# Weird clear balls at the bottom of the tank.



## Bingk (Dec 7, 2013)

Hello!

I have a betta bought from the pet store about 4 months ago.
He's in a 5 gallon tank with recommended tempature, eats betta fish flakes. 

About 3 weeks ago I cleaned his tank, rocks and plants (with hot water only). It was the first time I seriously cleaned his tank though I skim the tank daily with a net. 
When I cleaned it, I noticed strange clear chunks with what looks like food bits that were on the bottom hidden in the rocks. I didn't think much of them at first, just clean them up and after letting the temperature return properly, I returned my betta to his home. 

Well, ever since, those clear balls have appeared again, larger, and this time, their pilling up in one spot in the center of the tank. I don't know what they are.

My Betta looks healthy, his color is bright blue and red, and doesn't appear to have an illness.

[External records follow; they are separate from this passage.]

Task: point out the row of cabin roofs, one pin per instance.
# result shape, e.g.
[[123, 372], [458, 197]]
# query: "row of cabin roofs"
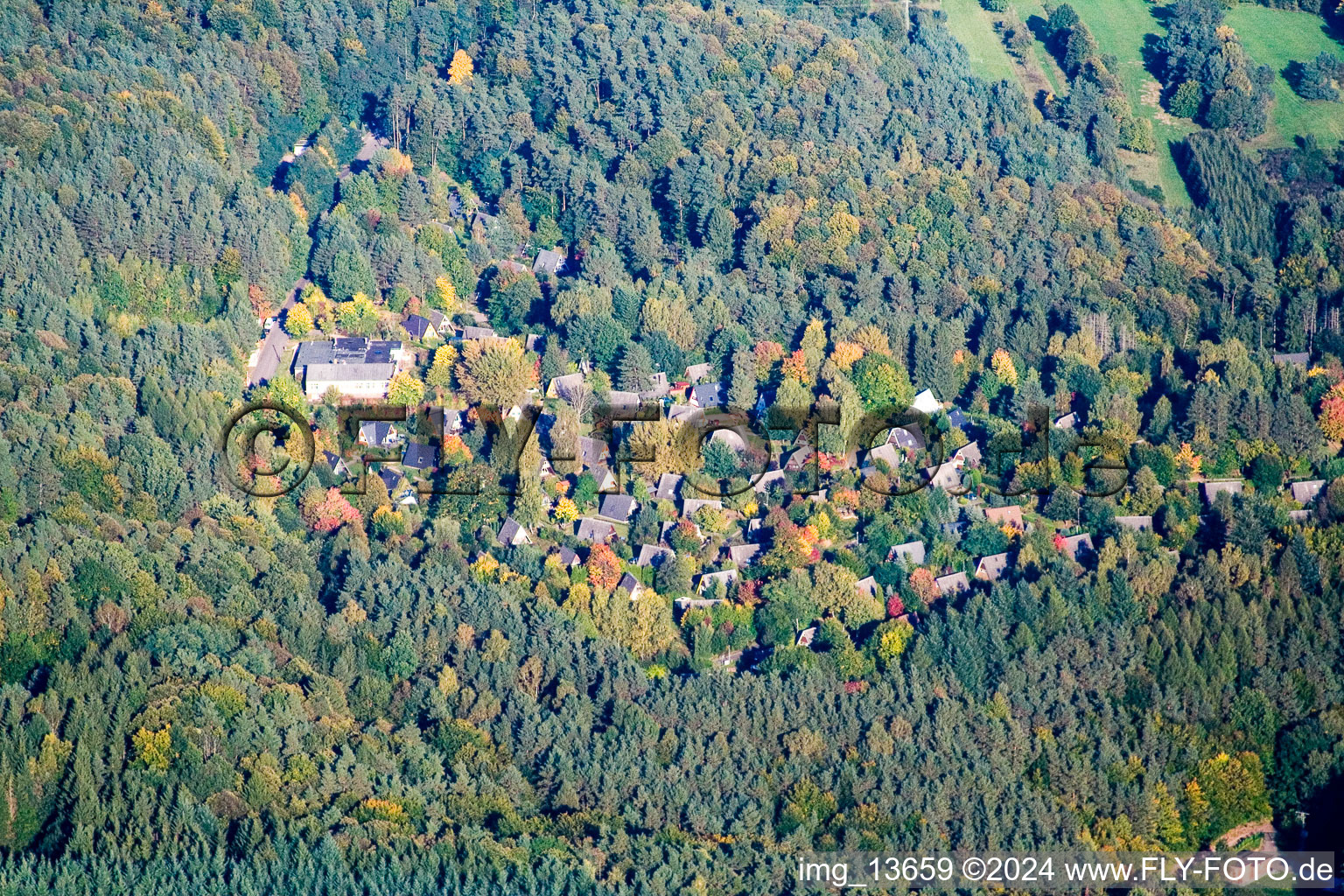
[[988, 569]]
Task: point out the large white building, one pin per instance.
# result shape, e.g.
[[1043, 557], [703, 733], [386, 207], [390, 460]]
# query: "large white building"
[[354, 366]]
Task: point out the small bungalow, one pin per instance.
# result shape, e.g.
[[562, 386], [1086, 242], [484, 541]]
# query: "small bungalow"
[[594, 531], [420, 328], [952, 584], [512, 534], [1010, 516], [478, 333], [909, 437], [562, 387], [691, 506], [767, 480], [744, 555], [927, 403], [1078, 546], [631, 584], [549, 262], [654, 555], [696, 373], [617, 508], [668, 486], [869, 586], [912, 552], [968, 456], [420, 457], [1306, 491], [379, 434], [707, 396], [1222, 486], [990, 569], [887, 453], [711, 580]]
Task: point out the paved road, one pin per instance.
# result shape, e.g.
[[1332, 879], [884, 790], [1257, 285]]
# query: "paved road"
[[276, 340], [275, 343]]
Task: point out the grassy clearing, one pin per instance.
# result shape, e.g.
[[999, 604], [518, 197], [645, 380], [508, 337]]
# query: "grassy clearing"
[[1274, 38], [973, 27], [1120, 27]]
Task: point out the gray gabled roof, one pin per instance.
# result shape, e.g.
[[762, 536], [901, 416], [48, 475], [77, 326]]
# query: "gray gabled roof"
[[420, 457], [1222, 486], [691, 506], [549, 261], [348, 373], [654, 555], [1306, 491], [992, 567], [707, 396], [416, 326], [953, 584], [617, 507], [594, 531], [512, 531], [909, 437], [744, 554], [1078, 544], [912, 551], [668, 486]]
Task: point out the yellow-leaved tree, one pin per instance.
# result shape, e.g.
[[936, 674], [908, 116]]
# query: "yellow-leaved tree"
[[460, 69]]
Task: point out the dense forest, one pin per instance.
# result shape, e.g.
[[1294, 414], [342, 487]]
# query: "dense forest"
[[213, 692]]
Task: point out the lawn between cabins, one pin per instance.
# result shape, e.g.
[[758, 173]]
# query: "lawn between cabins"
[[1276, 38], [1273, 38]]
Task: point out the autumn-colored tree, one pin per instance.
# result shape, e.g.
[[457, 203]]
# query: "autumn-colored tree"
[[766, 355], [663, 446], [327, 511], [460, 69], [845, 354], [358, 316], [456, 452], [298, 321], [441, 371], [814, 344], [604, 567], [796, 367], [1187, 462], [794, 546], [1332, 414], [495, 373], [446, 294], [924, 584], [566, 511], [405, 389], [153, 747], [1003, 367], [486, 567]]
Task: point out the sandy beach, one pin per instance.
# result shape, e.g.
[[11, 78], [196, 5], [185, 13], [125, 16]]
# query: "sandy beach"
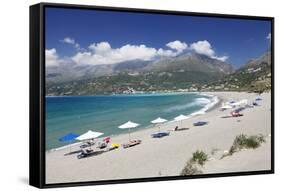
[[167, 156]]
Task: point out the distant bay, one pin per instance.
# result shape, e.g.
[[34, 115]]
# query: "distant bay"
[[78, 114]]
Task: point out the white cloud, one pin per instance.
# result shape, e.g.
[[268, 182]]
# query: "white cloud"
[[177, 45], [52, 58], [71, 41], [268, 37], [103, 53], [205, 48]]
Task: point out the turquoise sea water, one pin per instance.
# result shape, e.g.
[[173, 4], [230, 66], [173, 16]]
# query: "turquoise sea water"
[[79, 114]]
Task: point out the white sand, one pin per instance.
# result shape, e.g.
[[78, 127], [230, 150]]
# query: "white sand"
[[167, 156]]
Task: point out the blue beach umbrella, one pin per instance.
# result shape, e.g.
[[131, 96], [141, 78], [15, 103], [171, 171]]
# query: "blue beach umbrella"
[[68, 137]]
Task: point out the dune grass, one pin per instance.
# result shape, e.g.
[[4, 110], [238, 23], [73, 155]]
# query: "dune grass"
[[194, 164]]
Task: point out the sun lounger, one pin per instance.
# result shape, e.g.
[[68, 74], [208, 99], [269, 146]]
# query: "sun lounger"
[[235, 114], [85, 153], [181, 129], [160, 134], [131, 144], [200, 123], [114, 146]]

He swims around alot and makes bubbles at the top of the tank.

My father thinks perhaps their eggs...? But the pet store (and his color) tell me that my betta is a boy.

Sorry about the length, I don't have a camera atm to show what I'm talking about.


----------



## Bingk (Dec 7, 2013)

Found my answer here: http://www.bettafish.com/showthread.php?t=104557

This thread can be closed now. Thank you.


----------